The new study highlights that treatment does not stop with the initial surgery.
The findings are based on data from 2,948 U.S. women who had breast-conserving surgery for DCIS between 1990 and 2001.
Over 10 years, 41 percent had at least one diagnostic mammogram -- one done to check out symptoms or a suspicious lump. And 66 percent had at least one invasive procedure.
However, just eight percent actually had a DCIS recurrence over the years and another eight percent were found to have invasive breast cancer.
It's not possible to tell whether the women underwent "too many" procedures over time, both Fenton and Nekhlyudov said.
But Fenton pointed out that half of the women had an invasive procedure in the same breast within six months of surgery. Most, he said, were probably re-excisions to ensure that the "margin" around the original tumor was cancer-free.
Studies have found that rates of such re-excisions vary widely from hospital to hospital, and surgeon to surgeon, Fenton said.
"This implies the need for better agreement about when women receiving breast-conserving surgery need additional early surgery," he said.

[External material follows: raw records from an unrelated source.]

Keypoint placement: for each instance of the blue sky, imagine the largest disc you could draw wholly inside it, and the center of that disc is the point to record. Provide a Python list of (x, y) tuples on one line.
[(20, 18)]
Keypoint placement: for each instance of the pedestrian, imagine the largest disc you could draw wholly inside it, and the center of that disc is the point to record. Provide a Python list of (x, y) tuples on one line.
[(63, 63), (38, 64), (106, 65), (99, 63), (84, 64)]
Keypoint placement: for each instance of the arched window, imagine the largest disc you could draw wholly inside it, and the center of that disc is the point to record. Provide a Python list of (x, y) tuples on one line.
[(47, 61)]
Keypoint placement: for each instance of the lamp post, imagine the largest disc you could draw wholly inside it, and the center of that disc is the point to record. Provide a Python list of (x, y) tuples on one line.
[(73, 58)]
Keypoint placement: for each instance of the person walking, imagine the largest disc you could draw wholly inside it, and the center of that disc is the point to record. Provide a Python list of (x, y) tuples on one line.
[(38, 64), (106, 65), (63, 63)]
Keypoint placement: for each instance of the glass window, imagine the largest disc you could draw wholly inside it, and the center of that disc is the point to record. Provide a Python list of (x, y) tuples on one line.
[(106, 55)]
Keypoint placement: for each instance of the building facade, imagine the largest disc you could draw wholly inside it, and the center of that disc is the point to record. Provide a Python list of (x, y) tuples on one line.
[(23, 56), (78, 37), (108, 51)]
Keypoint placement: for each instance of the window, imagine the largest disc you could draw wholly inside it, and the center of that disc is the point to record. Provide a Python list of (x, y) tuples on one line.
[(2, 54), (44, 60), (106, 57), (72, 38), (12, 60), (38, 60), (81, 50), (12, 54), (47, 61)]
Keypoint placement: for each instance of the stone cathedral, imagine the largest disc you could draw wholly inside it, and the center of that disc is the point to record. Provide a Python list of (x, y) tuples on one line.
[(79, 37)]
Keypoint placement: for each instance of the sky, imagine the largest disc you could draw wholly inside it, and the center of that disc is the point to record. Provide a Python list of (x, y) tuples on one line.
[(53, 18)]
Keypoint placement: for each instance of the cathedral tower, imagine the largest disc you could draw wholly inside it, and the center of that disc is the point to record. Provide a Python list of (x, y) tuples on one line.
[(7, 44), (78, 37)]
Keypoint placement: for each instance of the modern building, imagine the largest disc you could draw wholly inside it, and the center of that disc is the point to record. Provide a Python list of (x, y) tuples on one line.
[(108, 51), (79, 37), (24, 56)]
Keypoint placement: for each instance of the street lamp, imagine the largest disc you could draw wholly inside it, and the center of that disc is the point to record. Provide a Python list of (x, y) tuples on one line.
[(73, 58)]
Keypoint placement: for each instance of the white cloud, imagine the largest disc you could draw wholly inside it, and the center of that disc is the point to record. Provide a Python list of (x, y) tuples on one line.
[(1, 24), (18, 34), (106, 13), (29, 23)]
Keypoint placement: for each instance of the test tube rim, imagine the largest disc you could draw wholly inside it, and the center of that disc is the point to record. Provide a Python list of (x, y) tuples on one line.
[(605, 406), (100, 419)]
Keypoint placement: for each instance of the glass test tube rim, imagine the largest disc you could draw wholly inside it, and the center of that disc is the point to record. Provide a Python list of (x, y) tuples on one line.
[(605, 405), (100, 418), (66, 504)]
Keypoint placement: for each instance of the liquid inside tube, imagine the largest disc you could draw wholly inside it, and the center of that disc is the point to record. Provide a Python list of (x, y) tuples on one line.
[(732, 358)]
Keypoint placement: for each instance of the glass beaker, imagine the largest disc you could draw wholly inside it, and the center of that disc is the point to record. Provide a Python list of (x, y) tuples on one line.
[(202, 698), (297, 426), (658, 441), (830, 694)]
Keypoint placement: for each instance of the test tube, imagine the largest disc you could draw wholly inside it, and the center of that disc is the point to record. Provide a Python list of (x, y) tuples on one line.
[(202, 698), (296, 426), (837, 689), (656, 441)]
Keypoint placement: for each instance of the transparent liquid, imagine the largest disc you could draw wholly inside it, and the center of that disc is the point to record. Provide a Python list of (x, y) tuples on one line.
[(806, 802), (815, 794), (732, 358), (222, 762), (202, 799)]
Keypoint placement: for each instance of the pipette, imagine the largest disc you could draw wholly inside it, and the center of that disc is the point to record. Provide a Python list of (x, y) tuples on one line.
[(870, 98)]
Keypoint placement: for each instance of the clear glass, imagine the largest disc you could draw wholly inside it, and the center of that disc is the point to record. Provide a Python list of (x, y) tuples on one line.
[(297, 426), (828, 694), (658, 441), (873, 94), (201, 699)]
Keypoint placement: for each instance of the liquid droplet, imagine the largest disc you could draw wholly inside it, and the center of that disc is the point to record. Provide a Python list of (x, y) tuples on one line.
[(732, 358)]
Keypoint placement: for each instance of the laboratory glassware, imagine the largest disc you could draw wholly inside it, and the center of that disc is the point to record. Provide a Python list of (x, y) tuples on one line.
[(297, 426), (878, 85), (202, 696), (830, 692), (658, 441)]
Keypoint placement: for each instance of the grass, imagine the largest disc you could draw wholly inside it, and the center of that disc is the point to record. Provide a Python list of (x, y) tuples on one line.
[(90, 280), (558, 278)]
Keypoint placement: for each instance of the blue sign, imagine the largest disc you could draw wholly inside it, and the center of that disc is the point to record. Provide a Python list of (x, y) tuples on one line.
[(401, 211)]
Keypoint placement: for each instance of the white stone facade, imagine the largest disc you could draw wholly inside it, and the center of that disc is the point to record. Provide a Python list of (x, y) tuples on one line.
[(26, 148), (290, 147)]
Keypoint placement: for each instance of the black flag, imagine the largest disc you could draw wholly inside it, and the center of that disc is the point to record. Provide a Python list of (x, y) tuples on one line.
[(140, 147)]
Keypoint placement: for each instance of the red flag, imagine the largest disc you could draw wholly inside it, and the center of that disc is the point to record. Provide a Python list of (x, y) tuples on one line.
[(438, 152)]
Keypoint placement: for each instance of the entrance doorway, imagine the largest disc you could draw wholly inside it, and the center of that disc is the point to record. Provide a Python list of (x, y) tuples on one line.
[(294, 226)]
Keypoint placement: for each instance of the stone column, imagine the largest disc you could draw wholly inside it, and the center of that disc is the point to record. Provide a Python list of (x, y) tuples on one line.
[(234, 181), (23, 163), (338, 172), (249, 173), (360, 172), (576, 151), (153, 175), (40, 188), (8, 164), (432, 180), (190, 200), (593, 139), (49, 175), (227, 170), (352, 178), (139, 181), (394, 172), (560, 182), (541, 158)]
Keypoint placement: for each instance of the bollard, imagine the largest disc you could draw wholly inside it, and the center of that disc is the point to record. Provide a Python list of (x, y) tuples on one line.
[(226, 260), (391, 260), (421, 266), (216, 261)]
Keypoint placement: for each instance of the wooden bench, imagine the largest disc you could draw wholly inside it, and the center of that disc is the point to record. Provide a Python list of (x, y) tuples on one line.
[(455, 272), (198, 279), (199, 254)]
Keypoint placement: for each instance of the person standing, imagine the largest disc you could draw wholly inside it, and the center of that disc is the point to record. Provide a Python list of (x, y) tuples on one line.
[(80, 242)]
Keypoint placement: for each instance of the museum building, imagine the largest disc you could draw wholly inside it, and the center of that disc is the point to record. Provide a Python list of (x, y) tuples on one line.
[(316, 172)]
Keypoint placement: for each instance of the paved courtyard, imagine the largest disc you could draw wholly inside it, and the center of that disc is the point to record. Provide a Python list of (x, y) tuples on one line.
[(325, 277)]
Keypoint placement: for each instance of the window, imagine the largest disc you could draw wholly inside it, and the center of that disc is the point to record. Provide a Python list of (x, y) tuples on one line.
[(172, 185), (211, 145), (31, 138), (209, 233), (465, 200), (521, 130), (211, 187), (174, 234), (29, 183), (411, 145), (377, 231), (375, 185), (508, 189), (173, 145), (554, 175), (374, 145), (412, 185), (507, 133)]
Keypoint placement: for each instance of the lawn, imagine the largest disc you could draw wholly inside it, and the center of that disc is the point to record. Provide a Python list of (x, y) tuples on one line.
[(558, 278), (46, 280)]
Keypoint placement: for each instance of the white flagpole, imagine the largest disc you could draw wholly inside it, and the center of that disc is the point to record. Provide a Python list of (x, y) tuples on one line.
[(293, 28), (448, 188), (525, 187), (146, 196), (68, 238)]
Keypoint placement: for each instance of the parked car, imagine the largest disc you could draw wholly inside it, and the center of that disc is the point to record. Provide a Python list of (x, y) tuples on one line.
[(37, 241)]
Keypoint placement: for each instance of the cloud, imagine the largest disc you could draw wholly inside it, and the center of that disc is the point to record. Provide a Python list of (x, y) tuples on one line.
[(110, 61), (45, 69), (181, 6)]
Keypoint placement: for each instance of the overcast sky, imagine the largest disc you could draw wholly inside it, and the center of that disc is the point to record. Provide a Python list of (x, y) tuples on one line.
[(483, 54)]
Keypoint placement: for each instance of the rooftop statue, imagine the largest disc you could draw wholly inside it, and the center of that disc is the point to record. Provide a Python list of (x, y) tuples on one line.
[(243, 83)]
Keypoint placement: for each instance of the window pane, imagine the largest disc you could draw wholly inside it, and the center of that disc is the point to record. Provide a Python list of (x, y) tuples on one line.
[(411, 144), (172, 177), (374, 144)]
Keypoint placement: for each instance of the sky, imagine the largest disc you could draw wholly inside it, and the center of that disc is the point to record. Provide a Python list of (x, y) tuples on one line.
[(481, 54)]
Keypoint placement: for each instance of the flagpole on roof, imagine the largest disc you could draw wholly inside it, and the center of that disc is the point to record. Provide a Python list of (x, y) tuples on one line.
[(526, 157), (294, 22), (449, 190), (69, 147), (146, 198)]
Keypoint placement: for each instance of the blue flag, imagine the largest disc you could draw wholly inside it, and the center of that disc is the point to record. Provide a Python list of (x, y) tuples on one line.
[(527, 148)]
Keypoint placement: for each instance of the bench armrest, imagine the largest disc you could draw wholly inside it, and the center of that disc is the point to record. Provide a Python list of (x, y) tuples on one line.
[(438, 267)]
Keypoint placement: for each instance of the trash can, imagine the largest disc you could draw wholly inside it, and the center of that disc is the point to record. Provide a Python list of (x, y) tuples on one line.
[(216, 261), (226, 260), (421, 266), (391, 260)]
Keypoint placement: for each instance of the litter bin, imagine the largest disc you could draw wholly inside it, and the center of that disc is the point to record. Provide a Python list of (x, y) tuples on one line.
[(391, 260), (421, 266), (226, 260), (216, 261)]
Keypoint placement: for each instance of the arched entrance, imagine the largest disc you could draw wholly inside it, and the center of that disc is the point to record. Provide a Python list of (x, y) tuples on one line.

When it comes to early prostate cancer, which is also usually caught through screening, men have the option to delay treatment and choose "active surveillance" -- where the cancer is monitored to see if it's progressing.
That's because prostate cancer is frequently slow-growing and may never threaten a man's life.
Active surveillance is not an option for DCIS yet, since there's no way of telling which tumors might progress quickly. But it could become one if researchers find certain tumor characteristics that strongly predict it's benign, Fenton said.
It will also probably take a "cultural shift," Nekhlyudov noted, since people typically want aggressive treatment for cancer, even if it's early-stage.
It's been estimated that by 2020, one million U.S. women will be living with a diagnosis of DCIS.